MILAN—World shares steadied on Tuesday after a late revival on Wall Street, although global growth fears stoked by China’s COVID-19 curbs and fears of aggressive Fed tightening sapped risk appetite, lifting the dollar to new two-year highs.
The MSCI world equity index was up 0.2 percent from six-week lows at 1117 GMT, helped by a 0.7 percent gain in Europe’s STOXX 600 index on strong earnings by companies such as bank UBS and shipping group Maersk.
However, China’s blue chip index fell another 0.8 percent after its worst day in two years on Monday, even as the central bank vowed to step up prudent monetary policy support.
Three-quarters of Beijing’s 22 million people lined up for COVID-19 tests as the Chinese capital raced to stamp out a nascent outbreak and avert the city-wide lockdown that debilitated Shanghai for a month.
News that Elon Musk had clinched a deal to buy Twitter for $44 billion in cash buoyed tech stocks. Hong Kong’s tech sector rallied 2.9 percent, boosted by large firms such as Tencent and Alibaba.
The nervousness about China’s economic slowdown hit Australian shares, with a drop of 2.1 percent in the benchmark index, hurt particularly by declines in miners.
U.S. stock futures fell slightly in European trade, pointing to losses of around 0.4 percent for both the Nasdaq and the S&P 500 following strong tech-led gains on Monday.
“There’s a little bit of a growth scare coming in but in our view there won’t be a immediate slowdown to growth or inflation,” said Mike Kelly, head of global multi-asset at PineBridge Investments.
“We saw that European services PMI surprised to the upside and China, despite moving dreadfully slowly on stimulus, is still moving in the direction to try to speed things up,” he added.
But Manishi Raychaudhuri, Asia-Pacific equity strategist at BNP Paribas, said if Chinese lockdowns persisted, it would affect China’s economy significantly, with an impact on global supply chains.
Markets have also been fretting that an aggressive pace of tightening by the U.S. Fed could derail the global economy, which has only just started to recover from the pandemic.
The Fed is expected to raise rates by a half a percentage point at each of its next two meetings.
“It is unrealistic to think that the U.S. can raise interest rates in this way without looking at the real economy,” said Carlo Franchini, head of institutional clients at Banca Ifigest, adding he was also worried about hawkish signals in Europe.
The European Central Bank’s Martins Kazaks joined a chorus of policymakers urging a swift exit from stimulus measures, suggesting the bank should raise rates soon, and has room for up to three hikes this year.
“A rate hike right now would be madness ... it would just squeeze demand further, reducing consumption and drive the economy into stagflation, which in my view is a much more likely scenario than you might think,” Franchini added.
In currency markets, the dollar was in fine fettle on safe-haven demand.

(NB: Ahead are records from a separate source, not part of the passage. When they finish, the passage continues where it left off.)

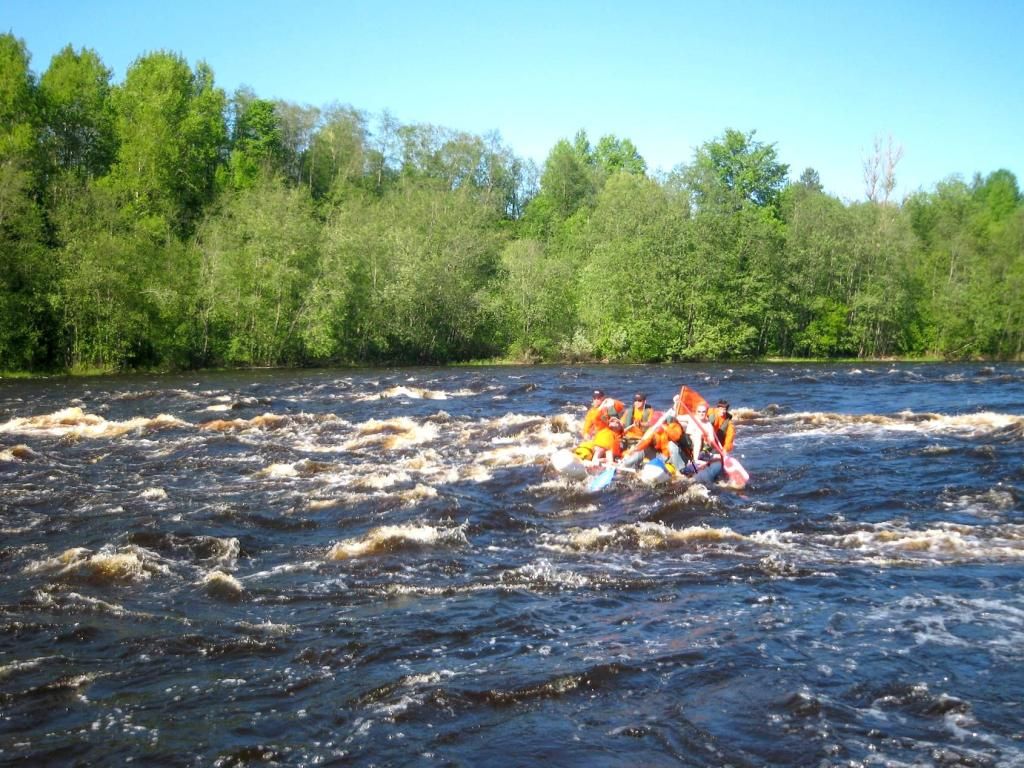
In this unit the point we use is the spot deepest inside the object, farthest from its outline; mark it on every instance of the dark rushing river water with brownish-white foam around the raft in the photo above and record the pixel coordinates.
(380, 568)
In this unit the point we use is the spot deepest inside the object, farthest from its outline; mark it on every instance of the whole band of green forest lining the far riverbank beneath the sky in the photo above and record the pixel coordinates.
(161, 224)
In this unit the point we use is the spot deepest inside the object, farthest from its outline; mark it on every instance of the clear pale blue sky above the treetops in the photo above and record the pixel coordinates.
(819, 79)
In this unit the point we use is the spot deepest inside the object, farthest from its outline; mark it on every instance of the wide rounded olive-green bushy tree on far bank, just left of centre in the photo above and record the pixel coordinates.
(419, 270)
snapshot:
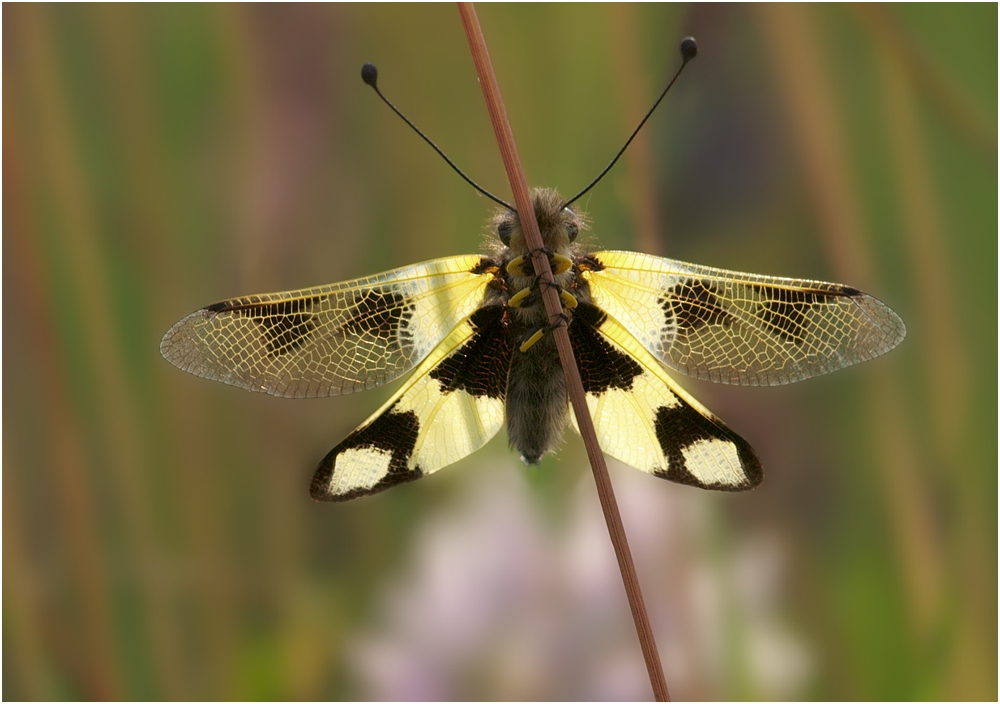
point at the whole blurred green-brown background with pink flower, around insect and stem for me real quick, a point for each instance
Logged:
(158, 537)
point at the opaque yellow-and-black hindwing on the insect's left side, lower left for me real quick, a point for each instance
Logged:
(452, 405)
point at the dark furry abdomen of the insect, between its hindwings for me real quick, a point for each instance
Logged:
(536, 402)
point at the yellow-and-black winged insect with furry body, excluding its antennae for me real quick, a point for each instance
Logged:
(473, 327)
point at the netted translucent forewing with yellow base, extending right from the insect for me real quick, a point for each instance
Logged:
(738, 328)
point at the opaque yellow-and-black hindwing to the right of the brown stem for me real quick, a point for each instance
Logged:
(645, 420)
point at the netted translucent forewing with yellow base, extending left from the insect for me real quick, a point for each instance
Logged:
(333, 339)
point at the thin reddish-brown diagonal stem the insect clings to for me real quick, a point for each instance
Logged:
(522, 198)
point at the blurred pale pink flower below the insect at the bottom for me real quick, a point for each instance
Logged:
(498, 603)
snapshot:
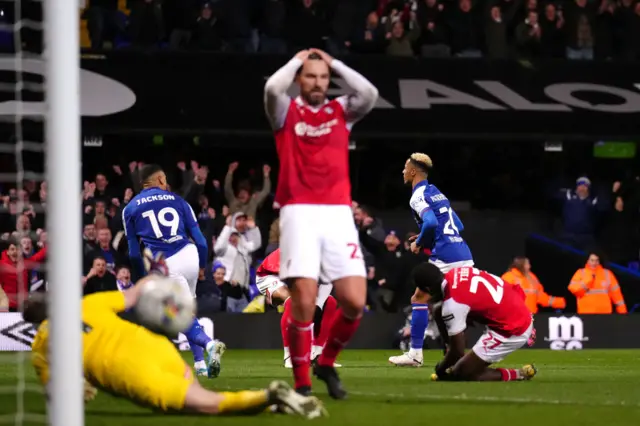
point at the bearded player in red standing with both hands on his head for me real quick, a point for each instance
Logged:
(317, 232)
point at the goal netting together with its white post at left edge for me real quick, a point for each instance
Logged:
(40, 178)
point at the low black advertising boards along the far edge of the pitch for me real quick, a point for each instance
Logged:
(378, 331)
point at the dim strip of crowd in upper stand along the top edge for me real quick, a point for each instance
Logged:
(575, 29)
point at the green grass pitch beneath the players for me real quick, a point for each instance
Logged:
(579, 388)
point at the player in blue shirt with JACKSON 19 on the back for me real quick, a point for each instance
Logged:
(166, 224)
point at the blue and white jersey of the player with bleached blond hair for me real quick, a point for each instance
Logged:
(448, 245)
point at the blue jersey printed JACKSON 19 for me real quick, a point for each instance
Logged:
(160, 219)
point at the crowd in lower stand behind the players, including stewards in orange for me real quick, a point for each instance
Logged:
(241, 227)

The dollar index against a basket of rivals rose to fresh two-year highs and was last up 0.2 percent at 101.8.
China’s offshore yuan rose 0.1 percent to 6.5622 per dollar, staying above Monday’s year-low of 6.6090 after the People’s Bank of China said it would cut the amount of foreign exchange banks must hold as reserves.
Benchmark U.S. 10-year yields fell 2 basis points to 2.797 percent, further retreating from hawkish Fed-induced highs hit last week, as the China lockdown and growth fears sent investors to the safety of U.S. bonds.
Germany’s 10-year yields, the benchmark of the euro bloc, also fell, by around 1 basis point to 0.835 percent, after falling more than 11 basis points the day before.
Oil prices steadied after the previous session’s 4 percent fall. Worries over China’s fuel demand were soothed by the central bank’s pledge to support an economy hit by COVID-19 curbs.
Brent crude rose 0.7 percent to $103.01 per barrel, while U.S. crude added 0.5 percent to $99.01 a barrel.
Spot gold rose 0.5 percent to $1,906.5 an ounce.